Pacific Herring (Clupea pallasii)


A member of the Clupeidae family of herring, an important food for many predatory fish, and the principal food of salmon, the Pacific herring also has many uses for human consumption. Sold fresh, dried/salted, smoked, canned, and frozen, the Pacific herring is commercially caught in the eastern Pacific for its roe; it is marketed in Asia as an extremely expensive delicacy called kazunokokombu, in which the roe are salted and sold on beds of kelp.
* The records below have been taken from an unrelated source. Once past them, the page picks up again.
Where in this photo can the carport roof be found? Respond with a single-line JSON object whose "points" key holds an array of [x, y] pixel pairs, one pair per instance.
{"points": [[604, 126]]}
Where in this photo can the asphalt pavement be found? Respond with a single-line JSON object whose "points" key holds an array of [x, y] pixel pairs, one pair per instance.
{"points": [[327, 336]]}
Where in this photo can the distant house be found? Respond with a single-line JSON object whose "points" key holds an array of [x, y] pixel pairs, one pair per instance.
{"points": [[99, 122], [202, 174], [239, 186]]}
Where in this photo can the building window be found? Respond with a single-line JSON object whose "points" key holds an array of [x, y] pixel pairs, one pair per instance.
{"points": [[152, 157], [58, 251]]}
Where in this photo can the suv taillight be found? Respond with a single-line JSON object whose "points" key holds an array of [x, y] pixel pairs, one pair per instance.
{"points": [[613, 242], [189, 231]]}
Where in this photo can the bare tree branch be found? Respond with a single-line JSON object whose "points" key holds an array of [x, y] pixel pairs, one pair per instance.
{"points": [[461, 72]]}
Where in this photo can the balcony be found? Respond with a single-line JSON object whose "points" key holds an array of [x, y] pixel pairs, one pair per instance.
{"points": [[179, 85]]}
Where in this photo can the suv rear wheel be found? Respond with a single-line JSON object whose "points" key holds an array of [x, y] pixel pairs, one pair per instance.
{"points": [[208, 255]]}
Pacific herring may be used as bait by anglers but are not a sportfishing target, although they may be caught (or snagged) by coastal anglers who seek to use fresh specimens as live bait.

Identification

Similar to the Atlantic herring, the Pacific herring is silvery with a bluish or greenish-blue back and an elongated body.

Size

The Pacific herring can grow to 18 inches in length.

Life history/Behavior

Depending on latitude, mature adults migrate inshore from December through July, entering estuaries to breed. These herring do not show strong north-south migrations, with populations being localized. Like other herring, they school in great numbers.

Food and feeding habits

Pacific herring larvae feed on planktonic foods, including ostracods, small copepods, small fish larvae, euphausids, and diatoms. Juveniles feed on crustaceans, as well as on small fish, marine worms, and larval clams. Adults feed on larger crustaceans and small fish.

Other Names

herring, north Pacific herring; French: hareng Pacifique; Japanese: nishin; Spanish: arenque del Pacifico.

Distribution

In the western Pacific Ocean, Pacific herring are found from Anadyr Bay and the eastern coasts of Kamchatka, including possibly the Aleutian Islands, southward to Japan and the west coast of Korea. In the eastern Pacific Ocean, they are found from Kent Peninsula and the Beaufort Sea southward to northern Baja California.

Habitat

Pacific herring inhabit coastal waters, and during the summer of their first year, the young appear in schools on the surface. In the fall, schools disappear as the young move to deep water, in depths of up to 1,558 feet, to stay there for the next 2 to 3 years.